Giter Site home page Giter Site logo

golem-gpu-live's Introduction

golem-gpu-live

Overview

The golem-gpu-live project allows you to create a live image for a GOLEM provider with NVIDIA GPU. This README provides instructions on how to set up the necessary dependencies and create the image using the provided Makefile.

Prerequisites

Before attempting to use a GOLEM live image, make sure you have the following hardware requirements in place:

  1. Motherboard and CPU Support: Verify that your motherboard and CPU support IOMMU (Input-Output Memory Management Unit) virtualization. You can often enable this in the BIOS or UEFI settings.

  2. IOMMU Groups: Ensure that your passthrough GPU is isolated in its own IOMMU group. You can check this using the lspci command. If the GPU is in a group with other devices, you may need to put it into a separate PCIe slot. Installer wizard form GOLEM live image will check for that.
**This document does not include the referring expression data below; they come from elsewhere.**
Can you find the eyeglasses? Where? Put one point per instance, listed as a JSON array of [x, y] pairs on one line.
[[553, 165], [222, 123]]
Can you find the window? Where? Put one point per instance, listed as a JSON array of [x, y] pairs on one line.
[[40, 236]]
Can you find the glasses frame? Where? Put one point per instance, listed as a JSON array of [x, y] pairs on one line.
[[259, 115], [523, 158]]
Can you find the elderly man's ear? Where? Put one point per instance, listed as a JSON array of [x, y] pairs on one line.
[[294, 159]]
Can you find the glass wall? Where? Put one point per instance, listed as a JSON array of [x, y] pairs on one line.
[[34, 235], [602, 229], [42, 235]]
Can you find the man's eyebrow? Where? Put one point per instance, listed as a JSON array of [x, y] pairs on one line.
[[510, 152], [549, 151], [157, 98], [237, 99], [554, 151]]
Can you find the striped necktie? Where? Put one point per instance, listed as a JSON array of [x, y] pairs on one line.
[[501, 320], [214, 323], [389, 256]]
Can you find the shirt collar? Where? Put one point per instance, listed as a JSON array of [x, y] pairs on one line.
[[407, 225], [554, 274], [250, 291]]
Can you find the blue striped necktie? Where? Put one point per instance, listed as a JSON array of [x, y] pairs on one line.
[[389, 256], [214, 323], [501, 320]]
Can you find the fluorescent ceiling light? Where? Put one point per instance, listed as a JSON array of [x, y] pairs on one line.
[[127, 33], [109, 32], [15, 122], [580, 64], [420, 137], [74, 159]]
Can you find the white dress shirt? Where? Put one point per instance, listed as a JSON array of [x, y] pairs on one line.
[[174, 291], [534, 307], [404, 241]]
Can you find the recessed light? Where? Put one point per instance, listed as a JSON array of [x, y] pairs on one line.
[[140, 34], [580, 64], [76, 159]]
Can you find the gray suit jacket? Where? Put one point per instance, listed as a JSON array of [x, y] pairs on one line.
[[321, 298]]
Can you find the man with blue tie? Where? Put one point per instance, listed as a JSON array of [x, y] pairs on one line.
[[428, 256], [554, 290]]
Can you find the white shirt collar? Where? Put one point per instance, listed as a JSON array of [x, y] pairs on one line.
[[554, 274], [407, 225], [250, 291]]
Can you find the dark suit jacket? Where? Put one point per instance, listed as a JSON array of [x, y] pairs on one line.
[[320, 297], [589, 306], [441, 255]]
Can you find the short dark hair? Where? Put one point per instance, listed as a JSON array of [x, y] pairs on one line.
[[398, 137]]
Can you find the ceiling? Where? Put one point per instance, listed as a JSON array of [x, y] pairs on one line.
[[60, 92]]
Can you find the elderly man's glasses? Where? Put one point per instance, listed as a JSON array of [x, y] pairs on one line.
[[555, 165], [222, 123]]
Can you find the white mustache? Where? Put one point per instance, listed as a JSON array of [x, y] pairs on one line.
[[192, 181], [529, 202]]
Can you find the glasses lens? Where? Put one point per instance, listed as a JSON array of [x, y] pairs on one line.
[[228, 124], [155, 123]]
  3. NVIDIA GPU: Your passthrough GPU must be an NVIDIA card. Some older NVIDIA GPUs may require workarounds due to driver restrictions.

  4. Additional GPU for Console Access (optional): For convenience, it's helpful to have a second GPU (integrated or low-end) to provide console access to your host machine.

Disclaimer: Setting up GPU passthrough is a complex process and may vary depending on your hardware configuration.

Dependencies

Before you can create the live image, you need to install several dependencies. Run the following command to install them:

sudo apt install \
    debootstrap \
    squashfs-tools \
    xorriso \
    isolinux \
    syslinux-efi \
    grub-pc-bin \
    grub-efi-amd64-bin \
    grub-efi-ia32-bin \
    mtools \
    dosfstools \
    jq \
    rsync \
    docker.io

Creating the Image

To create the live image, follow these steps:

  1. Ensure that Docker is installed and running on your system.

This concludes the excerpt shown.